About Me

I'm a writer in Los Angeles, with more than my share of the struggle to get free. I've written screenplays, two children's books,articles for the New York Times and published a novel, Restraint, an erotic thriller. I have a master's degree from Harvard Divinity School. This blog is a ongoing record of what I've learned, what I'm learning and what I'm still realizing I need to know, as I work my way toward change.

Wednesday, August 3, 2016

GUILT AND RESONSIBILITY

Image result for guiltThe other day, a friend was talking about telling someone else that she was sorry for something she'd said - making amends. As we talked, I began thinking about humility and the willingness to take responsibility, at how necessary both are to getting free. We live in a culture in which many people are defensive and blame everyone else.

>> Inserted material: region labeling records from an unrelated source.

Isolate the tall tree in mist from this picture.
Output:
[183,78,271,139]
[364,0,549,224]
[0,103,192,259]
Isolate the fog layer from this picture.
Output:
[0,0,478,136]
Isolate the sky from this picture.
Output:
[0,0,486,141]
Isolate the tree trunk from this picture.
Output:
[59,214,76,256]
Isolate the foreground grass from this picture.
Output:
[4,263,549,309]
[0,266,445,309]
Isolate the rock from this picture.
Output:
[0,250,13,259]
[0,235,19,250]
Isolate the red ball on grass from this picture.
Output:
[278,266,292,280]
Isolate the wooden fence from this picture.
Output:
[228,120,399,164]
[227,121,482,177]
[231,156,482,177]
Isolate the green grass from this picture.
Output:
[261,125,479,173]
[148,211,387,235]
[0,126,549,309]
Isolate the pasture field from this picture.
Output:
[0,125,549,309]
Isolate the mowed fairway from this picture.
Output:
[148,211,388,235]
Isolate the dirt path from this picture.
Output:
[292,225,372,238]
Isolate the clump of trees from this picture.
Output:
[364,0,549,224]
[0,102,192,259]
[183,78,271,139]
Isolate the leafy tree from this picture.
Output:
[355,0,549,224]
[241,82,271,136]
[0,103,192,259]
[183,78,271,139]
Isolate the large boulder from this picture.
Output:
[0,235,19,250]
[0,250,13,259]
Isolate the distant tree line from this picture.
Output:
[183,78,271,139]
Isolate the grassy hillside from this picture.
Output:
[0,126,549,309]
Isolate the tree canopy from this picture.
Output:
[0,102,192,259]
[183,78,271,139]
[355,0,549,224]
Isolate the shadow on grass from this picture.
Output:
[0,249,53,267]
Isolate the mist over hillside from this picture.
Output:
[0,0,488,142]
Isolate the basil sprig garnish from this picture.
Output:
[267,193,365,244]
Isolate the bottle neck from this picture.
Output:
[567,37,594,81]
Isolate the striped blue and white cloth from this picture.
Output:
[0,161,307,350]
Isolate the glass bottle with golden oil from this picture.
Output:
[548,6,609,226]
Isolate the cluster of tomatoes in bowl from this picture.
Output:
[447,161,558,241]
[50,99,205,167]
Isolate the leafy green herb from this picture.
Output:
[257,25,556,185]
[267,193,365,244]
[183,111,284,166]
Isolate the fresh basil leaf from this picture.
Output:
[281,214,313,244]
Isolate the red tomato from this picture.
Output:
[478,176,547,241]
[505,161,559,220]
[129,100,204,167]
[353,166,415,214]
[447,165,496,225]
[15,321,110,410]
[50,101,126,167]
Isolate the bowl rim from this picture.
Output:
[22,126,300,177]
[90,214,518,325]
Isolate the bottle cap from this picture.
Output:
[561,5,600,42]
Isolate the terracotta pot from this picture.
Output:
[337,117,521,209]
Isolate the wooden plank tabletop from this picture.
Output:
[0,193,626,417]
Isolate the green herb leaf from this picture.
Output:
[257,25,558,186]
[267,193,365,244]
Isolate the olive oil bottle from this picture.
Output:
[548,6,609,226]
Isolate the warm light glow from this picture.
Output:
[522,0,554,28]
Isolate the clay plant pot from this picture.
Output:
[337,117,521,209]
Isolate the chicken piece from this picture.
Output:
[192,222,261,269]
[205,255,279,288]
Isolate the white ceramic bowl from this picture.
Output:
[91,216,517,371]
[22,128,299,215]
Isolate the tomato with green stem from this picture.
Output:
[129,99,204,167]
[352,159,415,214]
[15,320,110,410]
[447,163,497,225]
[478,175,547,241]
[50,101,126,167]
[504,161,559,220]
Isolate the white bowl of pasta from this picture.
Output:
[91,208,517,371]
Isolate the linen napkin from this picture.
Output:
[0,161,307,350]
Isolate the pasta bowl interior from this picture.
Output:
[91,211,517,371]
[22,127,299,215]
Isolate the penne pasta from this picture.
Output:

Sometimes, I can see them stewing, rehashing all the reasons they are right.. It seems impossible for them admit any wrong-doing and I think this comes out of insecurity. The more threatened the ego, the more it wants to protect itself.
     I think of the many times I've said or done something I shouldn't have, gotten angry, tried to get my own back. Something eventually shifted, though, and I began to realize that it doesn't matter if I'm right or wrong; what I actually want is to let go of the residue of bad feeling I can so easily drag around with me. I've learned to feel in my body what anger, resentment, the need to prove I'm superior feel like. A motor revs up inside me and takes over, makes me go over and over again whatever the incident or argument was, becomes an obsessive reliving of all the bad feelings I walked away with.
     I no longer want those feelings in my body so I've had to cultivate the kind of humility that helps me recognize when I've been wrong or done wrong. It keeps me from leading with ego and from the need to prove anything. It's what make amends possible.
     But there's another ingredient in the willingness to make amends. Someone once said that the only way out of guilt is to take responsibility. Guilt imprisons and paralyzes me. Taking responsibility puts me on a new footing; it's as if I've been in a dark cave, endlessly blaming myself, giving myself all the bad feeling that keeps me from change. But I can find the way out, the way past the prison of guilt and that means taking responsibility. Not only for things I've said and done but also for the voices inside that tell me lies of negativity. I want that pathway, the freedom it promises. If it requires owning up to the truth or making amends or surrendering the need to clutch bad feeling to me, I'm more than willing to do it. I just don't want to live in guilt and carry bad feeling forward.